Nos dirán que octubre de 1917 (es sabido que en Rusia regía un
calendario con 13 días de diferencia respecto del mayoritario en
Occidente, luego adoptado) fue colosal. Lógico: no hay forma de
negarlo. Pero también nos dirán –con mayor o menor sutileza
o vulgaridad– que las nuevas generaciones deben contemplar a la
Revolución Rusa con la misma mirada que hoy tenemos respecto de otros
hechos históricos como las campañas de Julio César, las victorias
de Napoleón o las Guerras del Peloponeso: sucesos extraordinarios,
sin duda... pero que ya no pertenecen a nuestra realidad.

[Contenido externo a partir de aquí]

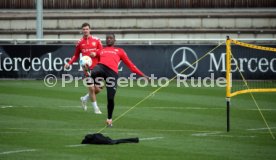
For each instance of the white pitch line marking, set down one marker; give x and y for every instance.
(18, 151)
(6, 107)
(150, 138)
(76, 145)
(256, 129)
(205, 134)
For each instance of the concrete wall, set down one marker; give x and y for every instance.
(141, 24)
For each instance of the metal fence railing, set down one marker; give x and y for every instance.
(82, 4)
(141, 41)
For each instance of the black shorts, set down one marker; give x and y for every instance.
(102, 72)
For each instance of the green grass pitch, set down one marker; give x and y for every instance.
(37, 122)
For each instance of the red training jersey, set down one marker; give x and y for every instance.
(111, 56)
(87, 45)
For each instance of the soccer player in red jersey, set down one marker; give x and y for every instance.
(107, 69)
(88, 46)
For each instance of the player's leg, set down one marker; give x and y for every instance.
(84, 100)
(92, 93)
(111, 87)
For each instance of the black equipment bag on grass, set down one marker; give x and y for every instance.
(99, 138)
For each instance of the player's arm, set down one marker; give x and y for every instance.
(74, 58)
(99, 47)
(130, 65)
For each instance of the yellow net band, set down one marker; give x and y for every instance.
(252, 90)
(253, 46)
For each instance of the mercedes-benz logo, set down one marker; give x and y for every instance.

Epopeyas admirables, pero que son puro pasado, sin la menor
relevancia presente ni mucho menos algún germen para el futuro.
Por
el contrario, el sentido de nuestra reivindicación de la Revolución
Rusa va mucho más allá de la evocación. Intentaremos demostrar que,
en tanto fue verdaderamente el hecho más grande la historia humana,
no es una pieza de museo cubierta por el polvo de las décadas –y a
la que cada tanto se le pasa el plumero para su exhibición ritual en
los canales de cable–, sino que sigue siendo un acontecimiento de
extraordinaria actualidad.
Porque
su voz no se ha acallado. Su fuerza no ha desaparecido. Sus lecciones
aún se hacen carne y sangre, historia viva, en las luchas políticas,
ideológicas y sociales del siglo XXI. Que no nos quieran engañar los
mayores enemigos de la Revolución Rusa, el capitalismo y los que le
cantan su alabanza por dinero: el fuego de la Revolución Rusa
todavía quema. Y de ninguna manera se puede descartar que el
siglo XXI que estamos comenzando a recorrer no anuncie la aurora de
nuevas experiencias revolucionarias auténticamente socialistas.
1917:
La clase obrera al poder
La
Revolución Rusa, como muchos han reconocido, no es una
revolución entre tantas, pero que tuvo lugar en Rusia. Es la
revolución, incluso por encima de la revolución francesa de 1789.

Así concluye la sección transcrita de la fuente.